In Love Talk, the duo claims to translate “psychobabble” into an “easy to understand language,” which can be used by them to teach couples how to “speak each other’s language.”[iii] It is fitting that these psychologists have finally come to accept the arch pejorative of their craft as a descriptive neologism: babble means confusion of tongues.

The concern that pastors should have regarding these counselors is that they continue to be received by major audiences through popular, nationwide secular programs. By this it may be presumed that they cannot be preaching the exclusive message of the gospel. Indeed, when going to the world marketplace with their merchandise, they should cast a broad net. A look at their product description for Love Talk gives an idea of how broad:

In this six-session Zondervan GroupwareSmall Group Edition DVD curriculum, acclaimed relationship experts and real-life couple Les and Leslie Parrott are back with a wonderfully insightful guide for improving the single most important factor in any marriage or love relationship— communication![iv]

The term “any marriage” sounds all inclusive and applicable to the saved, unsaved, and unequally yoked, but do they expand their claim of nourishment and efficacy to explicitly extra-biblical unions?
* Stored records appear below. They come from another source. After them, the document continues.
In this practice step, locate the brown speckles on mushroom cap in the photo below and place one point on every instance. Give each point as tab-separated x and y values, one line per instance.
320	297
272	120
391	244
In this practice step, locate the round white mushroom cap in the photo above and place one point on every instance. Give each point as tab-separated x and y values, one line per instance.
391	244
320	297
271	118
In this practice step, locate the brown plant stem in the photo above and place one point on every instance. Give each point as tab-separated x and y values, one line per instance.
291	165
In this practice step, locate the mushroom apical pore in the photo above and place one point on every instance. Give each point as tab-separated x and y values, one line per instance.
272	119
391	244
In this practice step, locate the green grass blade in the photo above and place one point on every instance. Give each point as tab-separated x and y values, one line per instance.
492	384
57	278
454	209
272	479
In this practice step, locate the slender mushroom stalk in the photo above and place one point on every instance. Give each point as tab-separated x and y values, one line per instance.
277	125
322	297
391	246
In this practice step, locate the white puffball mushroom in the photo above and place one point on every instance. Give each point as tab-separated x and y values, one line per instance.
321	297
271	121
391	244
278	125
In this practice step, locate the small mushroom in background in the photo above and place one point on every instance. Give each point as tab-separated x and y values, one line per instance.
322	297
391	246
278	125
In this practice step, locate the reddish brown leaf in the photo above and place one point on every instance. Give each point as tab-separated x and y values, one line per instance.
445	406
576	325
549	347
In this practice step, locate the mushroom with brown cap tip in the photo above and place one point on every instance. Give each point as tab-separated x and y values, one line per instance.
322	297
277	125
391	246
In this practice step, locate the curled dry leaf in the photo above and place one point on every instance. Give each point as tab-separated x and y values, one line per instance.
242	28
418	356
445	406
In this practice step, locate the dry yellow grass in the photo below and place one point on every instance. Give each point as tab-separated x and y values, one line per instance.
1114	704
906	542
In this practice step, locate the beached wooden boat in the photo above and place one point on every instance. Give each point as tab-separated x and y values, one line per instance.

The terms taken together, “any marriage or love relationship” (emphasis added) would seem conclusive that they do. The point is that their product of therapy is designed and marketed to people in non-Christian, extra-biblical, romantic unions. It cannot be purely comprised of Christian corrections and reproofs, or even predominantly Christian. The short is that for the world this is a therapy of the world, but for the Christian to turn towards this instruction they turn away from biblical counsel.

Sincere, but negligent pastors are in for a rude awakening when they see and hear how Biblically anemic these programs are. In the aftermath, they will be scrambling to supplement them with scripture. Then will it finally occur to them that they had the material all along, could have done a better job; and that they did not need to hire famous, smiling faces, but only seek the face of God?